In [1]:
import torch
import torch.nn as nn
from torch.nn.utils.rnn import pad_sequence
import matplotlib.pyplot as plt
import numpy as np
import pandas as pd
from gensim.models import KeyedVectors
import gensim.downloader as api
from tqdm import tqdm

### Tokenize Reviews
Tokensize each review and convert them to pre-trained word2vec embeddings

In [2]:
# Read data
df = pd.read_csv('data/raw_reviews/reviews_v1.csv')

In [3]:
# Separate reviews and labels
reviews = df.text
food_labels = df.food
service_labels = df.service

In [4]:
# Tokenize reviews
from src.data_processing.word_tokenizer import basic_tokenizer
review_list = [basic_tokenizer(review) for review in reviews]

In [5]:
# Load word2vec model
model = KeyedVectors.load('word2vec/word2vec-google-news-300.model')

In [6]:
from src.data_processing.word_tokenizer import batch_embedding

In [7]:
batch_embedding(review_list, model).shape

Fetching review embeddings: 100%|██████████| 9998/9998 [00:09<00:00, 1084.65it/s]

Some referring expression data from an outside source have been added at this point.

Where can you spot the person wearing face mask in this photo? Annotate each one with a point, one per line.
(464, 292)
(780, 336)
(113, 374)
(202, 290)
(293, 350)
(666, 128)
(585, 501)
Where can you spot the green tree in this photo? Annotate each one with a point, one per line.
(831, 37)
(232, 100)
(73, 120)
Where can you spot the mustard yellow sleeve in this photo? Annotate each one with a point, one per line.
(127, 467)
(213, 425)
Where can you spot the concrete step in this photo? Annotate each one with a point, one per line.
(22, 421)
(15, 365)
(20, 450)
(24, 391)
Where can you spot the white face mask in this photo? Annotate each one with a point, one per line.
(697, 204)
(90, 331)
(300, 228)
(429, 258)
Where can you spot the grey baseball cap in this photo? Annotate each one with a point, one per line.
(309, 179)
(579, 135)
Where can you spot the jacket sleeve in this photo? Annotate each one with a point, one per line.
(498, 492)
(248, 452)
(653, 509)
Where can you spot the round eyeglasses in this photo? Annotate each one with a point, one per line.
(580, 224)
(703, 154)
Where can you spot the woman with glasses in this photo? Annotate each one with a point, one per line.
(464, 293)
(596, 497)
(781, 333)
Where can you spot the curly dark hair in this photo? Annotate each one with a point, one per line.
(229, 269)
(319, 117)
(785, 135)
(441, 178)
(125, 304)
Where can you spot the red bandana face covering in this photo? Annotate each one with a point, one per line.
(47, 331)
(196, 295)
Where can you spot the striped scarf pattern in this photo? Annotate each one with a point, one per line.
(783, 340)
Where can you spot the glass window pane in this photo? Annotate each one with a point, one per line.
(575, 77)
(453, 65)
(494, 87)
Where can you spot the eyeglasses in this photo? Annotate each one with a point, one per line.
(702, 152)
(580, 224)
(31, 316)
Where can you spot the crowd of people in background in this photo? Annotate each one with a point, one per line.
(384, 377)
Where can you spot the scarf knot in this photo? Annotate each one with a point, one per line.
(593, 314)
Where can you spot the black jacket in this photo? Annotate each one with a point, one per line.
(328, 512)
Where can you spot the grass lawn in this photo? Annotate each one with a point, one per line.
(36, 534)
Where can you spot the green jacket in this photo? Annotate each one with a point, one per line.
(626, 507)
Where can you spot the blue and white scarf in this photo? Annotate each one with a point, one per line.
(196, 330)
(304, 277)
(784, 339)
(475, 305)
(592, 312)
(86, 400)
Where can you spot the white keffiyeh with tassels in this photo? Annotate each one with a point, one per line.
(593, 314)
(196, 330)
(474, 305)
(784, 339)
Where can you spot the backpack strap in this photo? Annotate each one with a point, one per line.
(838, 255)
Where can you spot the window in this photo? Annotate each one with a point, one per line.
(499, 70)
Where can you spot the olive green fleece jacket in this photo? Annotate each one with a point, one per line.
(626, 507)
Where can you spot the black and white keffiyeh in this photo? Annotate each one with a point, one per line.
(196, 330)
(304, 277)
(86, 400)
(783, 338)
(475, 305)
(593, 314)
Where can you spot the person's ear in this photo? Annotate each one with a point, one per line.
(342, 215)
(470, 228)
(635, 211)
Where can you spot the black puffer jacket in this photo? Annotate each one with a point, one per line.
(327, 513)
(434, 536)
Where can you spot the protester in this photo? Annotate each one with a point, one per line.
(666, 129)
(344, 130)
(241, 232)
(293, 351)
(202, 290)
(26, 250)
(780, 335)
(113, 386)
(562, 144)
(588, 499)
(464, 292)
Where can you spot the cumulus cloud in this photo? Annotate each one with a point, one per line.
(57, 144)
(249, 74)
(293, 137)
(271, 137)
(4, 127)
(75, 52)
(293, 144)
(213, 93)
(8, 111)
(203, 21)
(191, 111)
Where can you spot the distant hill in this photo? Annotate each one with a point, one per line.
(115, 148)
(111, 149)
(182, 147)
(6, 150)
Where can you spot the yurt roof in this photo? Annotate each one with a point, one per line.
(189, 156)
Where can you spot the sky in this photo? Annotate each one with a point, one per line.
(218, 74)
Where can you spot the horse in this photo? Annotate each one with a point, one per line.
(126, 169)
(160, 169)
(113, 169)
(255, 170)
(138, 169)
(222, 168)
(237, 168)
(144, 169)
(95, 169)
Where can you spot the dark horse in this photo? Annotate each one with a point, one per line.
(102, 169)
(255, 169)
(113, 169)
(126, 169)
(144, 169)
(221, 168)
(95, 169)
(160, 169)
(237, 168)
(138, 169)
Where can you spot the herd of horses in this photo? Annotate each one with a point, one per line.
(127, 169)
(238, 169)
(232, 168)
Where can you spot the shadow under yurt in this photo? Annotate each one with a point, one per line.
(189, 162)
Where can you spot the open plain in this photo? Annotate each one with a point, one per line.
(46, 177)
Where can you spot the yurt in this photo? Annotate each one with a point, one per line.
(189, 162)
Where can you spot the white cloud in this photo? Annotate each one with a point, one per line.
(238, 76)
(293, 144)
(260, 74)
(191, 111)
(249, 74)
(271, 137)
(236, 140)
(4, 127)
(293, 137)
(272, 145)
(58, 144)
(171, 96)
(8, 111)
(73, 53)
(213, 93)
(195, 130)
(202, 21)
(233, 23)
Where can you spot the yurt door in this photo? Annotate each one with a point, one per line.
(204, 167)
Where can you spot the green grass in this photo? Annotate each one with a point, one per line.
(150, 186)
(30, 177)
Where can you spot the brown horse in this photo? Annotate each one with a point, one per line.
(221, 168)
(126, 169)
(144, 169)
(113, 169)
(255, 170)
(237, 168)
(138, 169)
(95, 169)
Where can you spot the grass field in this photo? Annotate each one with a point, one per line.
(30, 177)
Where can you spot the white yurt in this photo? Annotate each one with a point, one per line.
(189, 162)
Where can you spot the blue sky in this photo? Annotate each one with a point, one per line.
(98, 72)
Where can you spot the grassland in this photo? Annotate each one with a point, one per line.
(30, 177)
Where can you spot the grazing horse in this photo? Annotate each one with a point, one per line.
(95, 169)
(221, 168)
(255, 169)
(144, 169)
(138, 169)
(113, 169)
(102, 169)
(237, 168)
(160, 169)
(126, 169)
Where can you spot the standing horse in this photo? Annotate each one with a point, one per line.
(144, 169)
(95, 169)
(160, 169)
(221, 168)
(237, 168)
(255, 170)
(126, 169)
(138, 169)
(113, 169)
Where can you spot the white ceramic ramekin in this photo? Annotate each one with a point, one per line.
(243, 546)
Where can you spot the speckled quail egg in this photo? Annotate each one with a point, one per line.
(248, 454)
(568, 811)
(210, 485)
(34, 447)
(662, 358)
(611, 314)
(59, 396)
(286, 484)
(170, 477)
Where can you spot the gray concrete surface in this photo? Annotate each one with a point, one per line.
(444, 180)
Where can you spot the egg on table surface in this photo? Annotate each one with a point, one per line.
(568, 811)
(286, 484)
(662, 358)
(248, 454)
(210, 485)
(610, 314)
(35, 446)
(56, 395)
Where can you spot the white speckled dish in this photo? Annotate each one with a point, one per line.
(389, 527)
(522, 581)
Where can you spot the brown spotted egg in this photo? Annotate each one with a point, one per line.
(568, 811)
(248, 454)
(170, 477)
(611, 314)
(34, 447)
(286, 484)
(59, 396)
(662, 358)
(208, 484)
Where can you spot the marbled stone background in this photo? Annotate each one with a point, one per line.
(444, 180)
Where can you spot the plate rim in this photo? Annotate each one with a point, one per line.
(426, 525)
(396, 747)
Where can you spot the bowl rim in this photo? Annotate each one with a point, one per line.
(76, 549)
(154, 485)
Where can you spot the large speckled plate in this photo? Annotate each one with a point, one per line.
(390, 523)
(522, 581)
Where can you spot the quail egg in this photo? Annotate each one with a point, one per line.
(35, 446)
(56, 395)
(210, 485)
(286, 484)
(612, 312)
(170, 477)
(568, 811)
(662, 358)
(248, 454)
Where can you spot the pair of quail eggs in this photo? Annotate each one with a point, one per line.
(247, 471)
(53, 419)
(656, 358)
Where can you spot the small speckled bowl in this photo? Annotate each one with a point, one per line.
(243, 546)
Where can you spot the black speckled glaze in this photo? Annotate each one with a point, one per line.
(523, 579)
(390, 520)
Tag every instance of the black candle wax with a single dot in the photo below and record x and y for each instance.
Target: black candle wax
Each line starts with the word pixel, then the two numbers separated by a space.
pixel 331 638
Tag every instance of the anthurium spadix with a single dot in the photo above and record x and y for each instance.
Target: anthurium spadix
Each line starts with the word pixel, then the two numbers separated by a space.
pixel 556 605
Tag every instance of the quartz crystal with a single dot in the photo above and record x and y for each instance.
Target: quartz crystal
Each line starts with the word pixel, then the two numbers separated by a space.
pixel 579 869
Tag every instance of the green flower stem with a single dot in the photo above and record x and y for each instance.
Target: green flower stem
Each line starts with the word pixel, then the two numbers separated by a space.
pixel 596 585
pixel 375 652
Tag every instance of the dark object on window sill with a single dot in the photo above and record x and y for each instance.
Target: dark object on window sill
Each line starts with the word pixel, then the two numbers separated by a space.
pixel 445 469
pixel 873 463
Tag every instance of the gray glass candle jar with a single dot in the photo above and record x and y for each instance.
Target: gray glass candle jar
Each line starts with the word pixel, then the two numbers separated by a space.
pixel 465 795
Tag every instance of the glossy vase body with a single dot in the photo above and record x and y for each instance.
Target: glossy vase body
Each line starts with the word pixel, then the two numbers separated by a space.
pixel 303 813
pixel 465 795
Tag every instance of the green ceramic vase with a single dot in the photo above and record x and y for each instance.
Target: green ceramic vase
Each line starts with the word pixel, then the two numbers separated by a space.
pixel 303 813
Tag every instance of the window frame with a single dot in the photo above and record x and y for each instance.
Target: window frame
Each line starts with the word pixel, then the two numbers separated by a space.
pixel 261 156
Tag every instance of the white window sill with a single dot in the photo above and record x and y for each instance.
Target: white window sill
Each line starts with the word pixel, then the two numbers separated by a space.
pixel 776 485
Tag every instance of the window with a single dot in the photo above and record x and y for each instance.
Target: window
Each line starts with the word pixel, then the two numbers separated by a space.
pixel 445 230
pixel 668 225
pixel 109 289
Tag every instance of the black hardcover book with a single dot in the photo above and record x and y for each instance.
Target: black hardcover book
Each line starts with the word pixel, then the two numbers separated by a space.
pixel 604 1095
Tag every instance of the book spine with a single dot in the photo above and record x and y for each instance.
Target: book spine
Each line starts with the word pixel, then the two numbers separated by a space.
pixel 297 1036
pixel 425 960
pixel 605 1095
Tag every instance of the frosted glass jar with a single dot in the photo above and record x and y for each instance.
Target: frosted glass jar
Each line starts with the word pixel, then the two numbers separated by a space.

torch.Size([9998, 992, 300])

In [None]:
# Tokensize each review and convert to word2vec
reviews_all = []
for review in tqdm(X, desc='Processing reviews: '):
    review_embeddings = []
    for word in review:
        try:
            review_embeddings.append(model[word])
        except KeyError: # for unknown word, use vector of zeros
            review_embeddings.append(np.zeros(300))
            
    reviews_all.append(torch.tensor(review_embeddings))

In [None]:
# Use PyTorch pad_sequence() so that all review sequences are the same length
# Output is shape (# reviews, len longest review, dimension embedding (300))
padded_reviews = pad_sequence(reviews_all, padding_value = -1, batch_first=True)